3rd quarter is better than anticipated, a cable analyst says

November 01, 2001|By Paul Adams | Paul Adams,SUN STAFF

Philadelphia-based Comcast Corp., whose cable division serves 800,000 Maryland customers, reported yesterday a smaller-than-expected $106.8 million third-quarter loss and posted a 20.2 percent year-over-year increase in sales despite a slowing economy.

The loss amounts to 11 cents per share, compared with net income of $1.25 billion, or $1.29 per share, in last year's third quarter. The No. 3 U.S. cable provider, which is trying to take over AT&T Corp.'s broadband unit in a deal valued at more than $50 billion, had sales of $2.36 billion in the quarter. Analysts polled by First Call/Thomson Financial had forecast sales of $2.1 billion.

The loss is largely the result of acquisition costs and huge investments in infrastructure upgrades. Analysts tend to discount various noncash charges and focus attention on the cable operator's cash flow, which the company said rose 16.6 percent to $705.8 million from the year-earlier period.

The company's shares closed up 41 cents at $35.84 yesterday.

"I think across the board they came in better than where we had modeled them at," said Ray Schleinkofer, a cable analyst with Thomas Weisel Partners.

Given yesterday's results, analysts expect the cable company to weather the current slowdown better than many of its competitors despite an expected decline in advertising revenue in the fourth quarter.
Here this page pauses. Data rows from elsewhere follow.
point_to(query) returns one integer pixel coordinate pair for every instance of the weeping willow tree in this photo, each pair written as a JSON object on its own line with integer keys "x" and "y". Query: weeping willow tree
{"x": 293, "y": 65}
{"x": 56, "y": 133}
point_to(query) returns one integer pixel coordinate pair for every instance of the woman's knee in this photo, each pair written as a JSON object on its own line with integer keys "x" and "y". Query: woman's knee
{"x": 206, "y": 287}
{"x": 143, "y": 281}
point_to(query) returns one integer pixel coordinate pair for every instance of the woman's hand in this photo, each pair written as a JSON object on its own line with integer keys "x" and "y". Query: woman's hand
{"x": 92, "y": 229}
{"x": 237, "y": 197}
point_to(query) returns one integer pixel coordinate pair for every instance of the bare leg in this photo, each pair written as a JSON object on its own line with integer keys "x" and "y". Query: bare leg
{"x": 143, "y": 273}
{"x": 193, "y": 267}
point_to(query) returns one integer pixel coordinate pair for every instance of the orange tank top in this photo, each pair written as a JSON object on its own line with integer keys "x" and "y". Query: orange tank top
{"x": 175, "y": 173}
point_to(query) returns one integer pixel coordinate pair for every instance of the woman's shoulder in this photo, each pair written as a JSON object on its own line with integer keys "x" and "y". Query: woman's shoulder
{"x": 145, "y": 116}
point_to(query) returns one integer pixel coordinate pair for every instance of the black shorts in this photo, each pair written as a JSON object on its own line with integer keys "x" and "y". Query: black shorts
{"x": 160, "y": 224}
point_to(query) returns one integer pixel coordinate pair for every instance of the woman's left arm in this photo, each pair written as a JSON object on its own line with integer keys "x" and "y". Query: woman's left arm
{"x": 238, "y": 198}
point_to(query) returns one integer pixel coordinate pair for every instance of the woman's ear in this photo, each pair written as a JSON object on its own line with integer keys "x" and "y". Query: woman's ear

"Historically, the cable industry has proven fairly recession-resistant, and so far, we're seeing only modest negative impact on cable operators in general and complete resilience from Comcast," said Fredrick W. Moran, an analyst with Jefferies & Company Inc.

Comcast executives said the company added 243,000 digital cable subscribers in the quarter and has seen demand for high-speed Internet service and other products climb despite the struggling economy.

"Despite all of the other things going on in the world, we have not lost our operational focus," Comcast President Brian Roberts said in a conference call.

Comcast's bid to buy AT&T's cable division was rejected by the company in July, but analysts contacted yesterday still give the deal a 50 percent or better chance of being consummated unless the nation's largest long-distance phone provider decides to hang on to the business. No other bidders have stepped forward.

"If there is a deal, it will likely come together in the next couple of months at some modestly sweetened price," Moran said.

Comcast's quarterly results coincided with news that the cable provider plans a two-week amnesty program for Baltimore-area residents who have been stealing cable service through illegal connections. Illegal users who turn themselves in between Nov. 1 and Nov. 15 will not face fines or penalties, which range from $500 to $1,500 and can include community service or jail time.

Once the amnesty period ends, the company said, it will begin a neighborhood-by-neighborhood search for unauthorized users who cost it millions in lost revenue. The problem is especially acute in Baltimore.

"We know who is stealing cable because we can detect that through various devices we have," said Kirstie Durr, a Comcast spokeswoman.

The amnesty program covers about 500,000 of the company's 800,000 Maryland customers, including those in Baltimore City.